Amanhã vai ser outro dia
Olá amigo
viajante. Nós que amamos viajar, amamos a cultura, a culinária e tudo o
que se relaciona com povo, será que algum dia conseguiremos conhecer
Bagdá, Mossul, Damasco, Beirute e tantas outras cidades do
Oriente Médio? Ou as suas histórias fabulosas e milenares, de terras
onde correm leite e mel e os cedros e os vinhos serão conhecidos por nós
apenas pelos livros e pelos jornais (nas páginas de guerra)?
Maria Lúcia Paganelli, por email
Well,
my dear, sua carta carrega a pior frustração que qualquer viajante pode
ter: a de, por motivos completamente alheios a sua vontade, estar
impedido de visitar lugares que, in fact, seu coração já conhece, tantas
vezes já bateu pelas cascatas de leite e mel, respirou a brisa dos
cedros e degustou a candura do vinho.
Nevertheless, essa é a cura
adequada para a dor de não poder ir. Só os que realmente conseguem
embarcar na viagem de sonhos que antecipa a jornada real podem afirmar
que, mesmo sem ter feito as malas e mesmo sem ter um carimbo no
passaporte, já estiveram onde, por enquanto, é impossível estar.

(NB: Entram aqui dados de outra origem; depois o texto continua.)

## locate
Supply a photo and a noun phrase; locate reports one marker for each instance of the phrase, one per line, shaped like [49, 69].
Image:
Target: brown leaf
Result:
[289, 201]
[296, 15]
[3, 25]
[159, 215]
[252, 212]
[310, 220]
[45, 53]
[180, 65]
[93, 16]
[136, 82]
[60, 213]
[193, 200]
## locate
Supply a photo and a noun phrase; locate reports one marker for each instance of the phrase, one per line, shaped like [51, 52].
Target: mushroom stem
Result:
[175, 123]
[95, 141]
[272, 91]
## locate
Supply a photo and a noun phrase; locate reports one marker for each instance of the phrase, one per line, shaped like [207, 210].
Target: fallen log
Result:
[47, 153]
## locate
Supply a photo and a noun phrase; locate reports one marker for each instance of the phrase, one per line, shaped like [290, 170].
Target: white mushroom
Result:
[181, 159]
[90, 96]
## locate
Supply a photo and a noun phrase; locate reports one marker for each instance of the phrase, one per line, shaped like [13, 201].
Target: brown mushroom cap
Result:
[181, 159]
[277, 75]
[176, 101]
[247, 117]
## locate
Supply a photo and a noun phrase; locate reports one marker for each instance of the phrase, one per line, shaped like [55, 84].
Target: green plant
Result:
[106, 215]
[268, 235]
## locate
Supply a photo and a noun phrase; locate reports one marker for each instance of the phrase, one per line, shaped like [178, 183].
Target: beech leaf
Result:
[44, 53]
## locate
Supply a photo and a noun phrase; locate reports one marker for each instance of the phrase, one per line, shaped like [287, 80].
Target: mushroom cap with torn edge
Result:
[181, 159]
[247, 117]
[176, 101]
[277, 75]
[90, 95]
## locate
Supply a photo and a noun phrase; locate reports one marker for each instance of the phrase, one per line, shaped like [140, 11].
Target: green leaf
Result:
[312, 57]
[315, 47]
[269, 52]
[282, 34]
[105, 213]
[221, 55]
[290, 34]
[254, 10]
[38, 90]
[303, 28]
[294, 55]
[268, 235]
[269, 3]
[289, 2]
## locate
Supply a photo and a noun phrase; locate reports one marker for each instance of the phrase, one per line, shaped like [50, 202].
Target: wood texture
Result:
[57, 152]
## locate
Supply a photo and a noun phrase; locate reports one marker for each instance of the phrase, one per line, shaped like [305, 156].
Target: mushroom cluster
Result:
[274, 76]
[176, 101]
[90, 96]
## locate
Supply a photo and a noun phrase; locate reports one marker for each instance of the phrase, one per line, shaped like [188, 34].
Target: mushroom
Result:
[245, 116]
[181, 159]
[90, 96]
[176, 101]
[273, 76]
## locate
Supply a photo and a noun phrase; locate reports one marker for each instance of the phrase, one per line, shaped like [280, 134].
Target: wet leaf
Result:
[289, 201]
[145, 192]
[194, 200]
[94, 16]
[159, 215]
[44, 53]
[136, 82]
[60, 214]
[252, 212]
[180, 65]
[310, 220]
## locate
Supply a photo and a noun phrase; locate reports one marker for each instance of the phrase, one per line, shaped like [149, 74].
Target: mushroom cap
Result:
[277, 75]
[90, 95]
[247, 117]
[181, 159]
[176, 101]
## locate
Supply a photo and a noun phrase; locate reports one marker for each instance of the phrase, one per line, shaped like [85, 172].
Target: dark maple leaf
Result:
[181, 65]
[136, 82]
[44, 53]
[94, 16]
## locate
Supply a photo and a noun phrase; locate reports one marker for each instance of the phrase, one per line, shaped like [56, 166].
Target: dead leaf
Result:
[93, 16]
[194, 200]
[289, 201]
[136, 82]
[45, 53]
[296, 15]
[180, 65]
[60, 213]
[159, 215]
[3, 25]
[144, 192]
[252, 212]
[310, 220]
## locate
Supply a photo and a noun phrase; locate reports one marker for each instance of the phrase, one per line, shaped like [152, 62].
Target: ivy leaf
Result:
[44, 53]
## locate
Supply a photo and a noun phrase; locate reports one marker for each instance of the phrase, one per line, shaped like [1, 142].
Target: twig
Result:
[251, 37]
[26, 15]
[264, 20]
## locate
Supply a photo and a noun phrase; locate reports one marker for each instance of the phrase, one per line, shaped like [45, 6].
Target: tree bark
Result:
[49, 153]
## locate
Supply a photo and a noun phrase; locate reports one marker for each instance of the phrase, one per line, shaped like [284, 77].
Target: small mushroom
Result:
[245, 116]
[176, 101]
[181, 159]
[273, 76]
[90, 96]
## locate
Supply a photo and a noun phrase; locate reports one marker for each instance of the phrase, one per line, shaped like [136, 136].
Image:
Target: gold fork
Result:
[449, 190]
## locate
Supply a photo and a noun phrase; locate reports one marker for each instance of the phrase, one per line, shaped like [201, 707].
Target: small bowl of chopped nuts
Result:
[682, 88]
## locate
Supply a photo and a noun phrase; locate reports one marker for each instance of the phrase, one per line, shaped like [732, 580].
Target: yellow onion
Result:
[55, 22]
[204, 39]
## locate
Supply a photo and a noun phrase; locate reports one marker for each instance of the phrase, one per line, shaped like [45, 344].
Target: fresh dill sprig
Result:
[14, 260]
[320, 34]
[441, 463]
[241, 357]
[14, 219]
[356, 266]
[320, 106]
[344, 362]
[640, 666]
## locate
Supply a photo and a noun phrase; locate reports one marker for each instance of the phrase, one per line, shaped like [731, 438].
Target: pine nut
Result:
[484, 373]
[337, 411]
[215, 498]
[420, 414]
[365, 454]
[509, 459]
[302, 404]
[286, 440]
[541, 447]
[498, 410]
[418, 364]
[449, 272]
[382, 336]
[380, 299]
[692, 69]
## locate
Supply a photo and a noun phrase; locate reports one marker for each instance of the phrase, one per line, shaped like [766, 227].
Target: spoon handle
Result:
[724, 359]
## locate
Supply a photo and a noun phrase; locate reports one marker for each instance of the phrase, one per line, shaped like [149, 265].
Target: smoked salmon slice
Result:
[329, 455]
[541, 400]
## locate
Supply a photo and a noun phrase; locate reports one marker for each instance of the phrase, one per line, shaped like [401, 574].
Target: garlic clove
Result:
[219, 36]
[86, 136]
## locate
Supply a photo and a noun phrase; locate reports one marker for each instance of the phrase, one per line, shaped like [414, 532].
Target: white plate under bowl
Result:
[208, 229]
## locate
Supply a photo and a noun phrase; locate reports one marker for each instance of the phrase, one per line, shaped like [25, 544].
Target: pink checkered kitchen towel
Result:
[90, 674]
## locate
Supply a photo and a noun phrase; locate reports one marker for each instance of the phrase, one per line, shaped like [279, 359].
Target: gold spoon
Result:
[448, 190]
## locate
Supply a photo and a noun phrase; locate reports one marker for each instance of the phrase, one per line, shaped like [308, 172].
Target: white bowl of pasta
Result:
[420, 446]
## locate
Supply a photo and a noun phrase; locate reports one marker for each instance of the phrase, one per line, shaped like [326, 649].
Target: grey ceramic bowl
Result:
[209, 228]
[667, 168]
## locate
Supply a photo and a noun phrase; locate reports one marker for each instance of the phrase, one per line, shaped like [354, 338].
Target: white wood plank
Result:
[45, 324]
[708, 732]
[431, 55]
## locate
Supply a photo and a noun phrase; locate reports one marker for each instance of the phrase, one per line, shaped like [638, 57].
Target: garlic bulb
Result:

Como, as you know, sou um viajante longevo, com raízes no mais tênue
amanhecer do século passado, já senti, nas mais diversas conflagrações, a
impossibilidade de chegar à cidades e regiões que o ódio transformou em
palco de guerra. Mas veja só, darling, a desimportância e a fortuidade
dessas rêfregas. Há um dia em que, cansados de empilhar mortos e ver
ruir sua própria história, os guerreiros se cansam. E o mais glorioso de
tudo isso é que as cidades — pelo menos as que valem a pena — ,
renascem com a mesma velocidade que a floresta devora estradas como a
vossa Transamazônica. E, more then that, a verdade é que as populações
também recuperam o viço com rapidez inesperada.
Todas as cidades que
você menciona em sua lovely letter eu tive o prazer de conhecer em
tempos melhores. Hoje, indeed, parece impossível que voltemos a
visitá-las. Mas quem apostaria, quarenta anos atrás, que seria possível
passar bons momentos no Vietnã ou no Cambodja? Ou quem daria um pennie
furado por Dubrovnik na ainda mais recente guerra do Balcãs?
Well: let's wait and see. Como dizia meu querido amigo Francis Buarque de Hollanda, "amanhã vai ser outro dia".